While things appear to be running smoothly on dashboards, retention data shows otherwise.
For example, if a company sees 10,000 installs a month, the retention rate might be as low as 40%, which means a majority of users never opened the app a second time.
Some of them were never users. They were emulators—software farms that generate fake installs at scale. Each one getss a synthetic identity: fake device ID, fake location, fake behaviour.
The install registers as real. The attribution platform credits the publisher. Companies pay for the “users” that were never there.
“Anyone can create synthetic identities and generate fake installs, and that entire money gets drained without real users,” Relan said.
This is not rare. According to mFilterIt's analysis, 43% of invalid traffic comes through affiliate networks, where install fraud is most concentrated.
Affiliate networks are platforms that connect merchants (brands or advertisers) with publishers (affiliates like bloggers, influencers, or website owners) to facilitate performance-based marketing.
Sites built to waste your money
Then there are made-for-advertising sites. These are not real publications. They exist only to sell ad space.
The content is garbage—usually AI-generated articles scraped from other sites, rewritten just enough to avoid copyright filters.

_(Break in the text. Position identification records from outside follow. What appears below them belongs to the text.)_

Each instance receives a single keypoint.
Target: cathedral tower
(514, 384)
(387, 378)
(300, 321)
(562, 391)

The layout is designed to load as many ads as possible, not to be readable. A visitor lands on the page, triggers ten ad calls, and leaves. Companies book for these ad slots but nobody reads these ads because no human visited the site.

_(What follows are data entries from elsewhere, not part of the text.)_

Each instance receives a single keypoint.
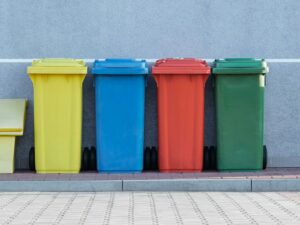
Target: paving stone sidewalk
(142, 208)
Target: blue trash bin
(120, 105)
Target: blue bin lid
(120, 66)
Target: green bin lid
(57, 66)
(240, 66)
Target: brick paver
(150, 208)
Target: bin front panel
(120, 107)
(240, 112)
(57, 122)
(180, 121)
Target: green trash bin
(239, 93)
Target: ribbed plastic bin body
(57, 114)
(120, 105)
(181, 94)
(239, 90)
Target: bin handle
(265, 80)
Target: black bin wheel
(265, 157)
(213, 157)
(206, 159)
(93, 159)
(31, 159)
(147, 159)
(154, 159)
(85, 159)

“These are made-for-advertiser sites and AI slop sites that exist only to generate impressions and nothing else,” Relan said.
Some of these sites go further. They use auto-refresh scripts that reload the page every few seconds without the user doing anything, generating new impressions each time. Or they stack ads in invisible frames off-screen but report them as viewed.
Poor targeting
It is not just about bots; it is about bad placement. Algorithms often optimize for the cheapest views rather than the most relevant ones.
In a striking finding from mFilterIt’s analysis, 7% to 9% of YouTube impressions in analyzed campaigns ran on "Made-for-Kids" content. For a brand selling insurance, cars, or enterprise software, this is wasted on an audience that cannot convert, yet the system marks it as a successful delivery.
Companies set campaign frequency caps—showing an ad only a few times to a user—to prevent ad fatigue.
However platforms report average frequency. This means that while a company might have frequency cap set at five, one user might see an ad once while the other might see it 20 times. The average still remains five, rendering the cap meaningless.
“Wherever the money is, that’s where the anomalies will always exist, and that’s what needs to be measured and controlled,” Relan said.